Section I describes the extent and nature of U.S. military and security assistance to Mexico as could be discovered from available sources and eyewitnesses. Section II unmasks the drug war which to date serves as the primary pretext or cover for the military aid. Section III delineates the extent of poverty and misery in Mexico and how the NAFTA-driven economy is aggravating the plight for the majority of Mexico's people. Section IV reports the escalating militarization of the domestic Mexican society and the corresponding rise of repression against the people who are determined to struggle for genuine democratization and justice for their country.
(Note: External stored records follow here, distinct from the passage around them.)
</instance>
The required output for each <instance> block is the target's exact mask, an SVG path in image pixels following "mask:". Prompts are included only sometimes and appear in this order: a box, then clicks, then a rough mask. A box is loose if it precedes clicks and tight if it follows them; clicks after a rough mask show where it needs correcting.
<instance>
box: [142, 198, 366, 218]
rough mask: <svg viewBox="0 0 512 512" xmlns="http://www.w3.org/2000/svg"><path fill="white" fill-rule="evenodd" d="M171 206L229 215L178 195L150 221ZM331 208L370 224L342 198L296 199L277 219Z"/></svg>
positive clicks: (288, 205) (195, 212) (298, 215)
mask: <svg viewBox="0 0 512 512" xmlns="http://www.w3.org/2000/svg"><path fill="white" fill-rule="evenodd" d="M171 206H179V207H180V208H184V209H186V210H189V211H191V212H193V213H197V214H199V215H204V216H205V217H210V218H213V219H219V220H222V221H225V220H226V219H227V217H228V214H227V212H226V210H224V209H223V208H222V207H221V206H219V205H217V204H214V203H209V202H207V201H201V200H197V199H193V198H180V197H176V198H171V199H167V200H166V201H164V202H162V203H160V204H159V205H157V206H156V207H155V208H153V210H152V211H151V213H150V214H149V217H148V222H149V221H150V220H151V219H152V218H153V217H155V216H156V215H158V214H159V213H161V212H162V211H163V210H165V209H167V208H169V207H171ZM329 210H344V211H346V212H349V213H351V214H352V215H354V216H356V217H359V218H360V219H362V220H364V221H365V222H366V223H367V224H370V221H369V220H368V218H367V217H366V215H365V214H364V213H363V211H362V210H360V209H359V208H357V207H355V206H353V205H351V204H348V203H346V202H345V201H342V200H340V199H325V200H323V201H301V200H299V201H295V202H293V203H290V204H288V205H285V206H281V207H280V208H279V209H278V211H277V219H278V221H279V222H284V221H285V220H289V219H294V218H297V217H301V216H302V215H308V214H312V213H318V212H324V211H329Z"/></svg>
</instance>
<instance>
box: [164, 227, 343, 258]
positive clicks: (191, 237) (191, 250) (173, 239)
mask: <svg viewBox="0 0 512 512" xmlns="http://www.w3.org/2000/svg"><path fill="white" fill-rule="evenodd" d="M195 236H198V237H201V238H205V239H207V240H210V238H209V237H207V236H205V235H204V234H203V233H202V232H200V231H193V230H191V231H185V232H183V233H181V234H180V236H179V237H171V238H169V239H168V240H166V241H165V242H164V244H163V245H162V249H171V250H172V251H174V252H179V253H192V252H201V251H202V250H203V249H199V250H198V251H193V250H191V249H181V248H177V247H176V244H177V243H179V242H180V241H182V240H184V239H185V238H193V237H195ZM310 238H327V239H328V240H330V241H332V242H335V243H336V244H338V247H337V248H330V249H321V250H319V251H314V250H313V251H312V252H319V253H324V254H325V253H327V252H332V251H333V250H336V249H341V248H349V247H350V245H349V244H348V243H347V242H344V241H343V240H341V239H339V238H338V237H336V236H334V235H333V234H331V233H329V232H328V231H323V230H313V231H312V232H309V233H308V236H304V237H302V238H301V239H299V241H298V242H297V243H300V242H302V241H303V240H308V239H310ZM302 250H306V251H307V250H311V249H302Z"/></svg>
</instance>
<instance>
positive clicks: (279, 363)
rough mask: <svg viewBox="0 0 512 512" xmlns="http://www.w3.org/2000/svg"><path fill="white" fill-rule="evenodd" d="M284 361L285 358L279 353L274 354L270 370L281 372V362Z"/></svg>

In a nutshell, this report portrays a very familiar, sad story. A people's uprising—growing out of widespread injustices and continual poverty not only unaddressed but actually promoted by their government—is met by harsher repression from that government. Paramilitary forces protecting wealthy interests assist in the repression with total impunity. The stability of the corporate economy is threatened by the uprising. The "health" of the economy is considered the primary national security interest of both Mexico and the United States. Social and economic justice are given mere lip service. The ecology is further destroyed. Nonetheless, as national security interests are seen as threatened by the cries of the poor, the United States government increases aid to Mexico to thwart and eliminate the threat through counterinsurgency and "low intensive" warfare operations. The repression of the people becomes ever more institutionalized. The people are forced to continually struggle for survival and dignity. More and more repression is necessary to maintain "stability" for the economy. U.S. military aid is increased. And the cycle goes on and on!
The U.S. is sliding perilously down the slippery slope of tragic intervention with a policy that is unconscionable and immoral. People are suffering and they cry out for help, saying enough is enough. The cries become wails. Will the United States feel the cries enough to transform its policy? Or will it continue to be an arrogant imperial power exacted at the expense of justice and dignity for the people and for the earth herself?